Housing and Urban Development Secretary nominee, San Antonio, Texas Mayor Julian Castro testifies on Capitol Hill in Washington on June 17, 2014. The Senate has easily confirmed Castro to head the Department of Housing and Urban Development in Wednesday's 71- 26 vote making Castro one of the highest-ranking Hispanics in government. 

 
Housing and Urban Development Secretary nominee, San Antonio, Texas Mayor Julian Castro testifies on Capitol Hill in Washington on June 17, 2014. The Senate has easily confirmed Castro to head the Department of Housing and Urban Development in Wednesday's 71- 26 vote making Castro one of the highest-ranking Hispanics in government.   

Last Wednesday, Julian Castro —the Mayor of San Antonio— was overwhelmingly confirmed by the US Senate as the next Secretary of Housing and Urban Development. The position will give the 39 year-old Democrat some serious Washington clout as he continues climbing up the rungs of the political ladder. Castro has openly expressed interest in higher office, and many are speculating that he could be Hillary Clinton's running mate in 2016 if the former First Lady and Secretary and State indeed decides to run for President.

What everyone else apparently has neglected to mention is that, by accepting this position to serve in President Barack Obama's cabinet for the remaining two and a half years of his term, Castro has totally and unequivocally disenfranchised himself from holding Statewide political office in this State.

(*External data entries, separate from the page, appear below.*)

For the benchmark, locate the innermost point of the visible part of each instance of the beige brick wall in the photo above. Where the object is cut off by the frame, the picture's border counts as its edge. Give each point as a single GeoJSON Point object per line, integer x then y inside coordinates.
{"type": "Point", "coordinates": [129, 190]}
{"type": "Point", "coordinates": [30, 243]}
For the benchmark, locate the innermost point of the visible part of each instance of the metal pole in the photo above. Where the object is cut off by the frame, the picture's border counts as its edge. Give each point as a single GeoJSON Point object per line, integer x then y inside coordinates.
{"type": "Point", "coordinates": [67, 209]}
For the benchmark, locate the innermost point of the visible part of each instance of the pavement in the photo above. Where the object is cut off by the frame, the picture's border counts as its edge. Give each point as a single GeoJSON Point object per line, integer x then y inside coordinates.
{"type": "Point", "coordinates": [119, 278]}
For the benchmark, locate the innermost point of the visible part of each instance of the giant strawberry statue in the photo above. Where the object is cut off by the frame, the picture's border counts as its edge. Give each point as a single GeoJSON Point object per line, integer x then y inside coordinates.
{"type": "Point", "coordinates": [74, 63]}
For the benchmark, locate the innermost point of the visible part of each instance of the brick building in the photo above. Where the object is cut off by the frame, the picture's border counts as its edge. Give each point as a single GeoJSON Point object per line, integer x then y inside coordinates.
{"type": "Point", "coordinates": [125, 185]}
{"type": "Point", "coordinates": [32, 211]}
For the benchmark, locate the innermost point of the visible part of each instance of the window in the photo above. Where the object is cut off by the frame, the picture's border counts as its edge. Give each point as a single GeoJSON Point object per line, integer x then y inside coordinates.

Republicans love to link Democrats to the unpopular President, even if no such connection exists. Are you the five-term incumbent County Commissioner in Madisonville? Doesn't matter, your Republican opponent will plaster the airwaves and billboards with slogans blasting you as "Obama's best friend," even if you've never met —or voted for— the man. When it comes to someone like Castro, who will legitimately be indelibly linked, Republicans are figuratively frothing at the mouth thinking of the possibilities.

Furthermore, even when the day comes that Texas turns blue, Obama will not likely be a popular figure. Even in cycles where Democrats prevail Statewide, I cannot imagine a former Cabinet secretary of the Obama administration doing very well. This precludes Castro from running for Governor in 2018, which I had formerly assumed his plan had been all along.

I like Castro, and I would love to vote for him if he were to run for some high office. But unless Clinton has promised him the Vice-Presidency, I cannot imagine my vote going to a successful candidate in the near future.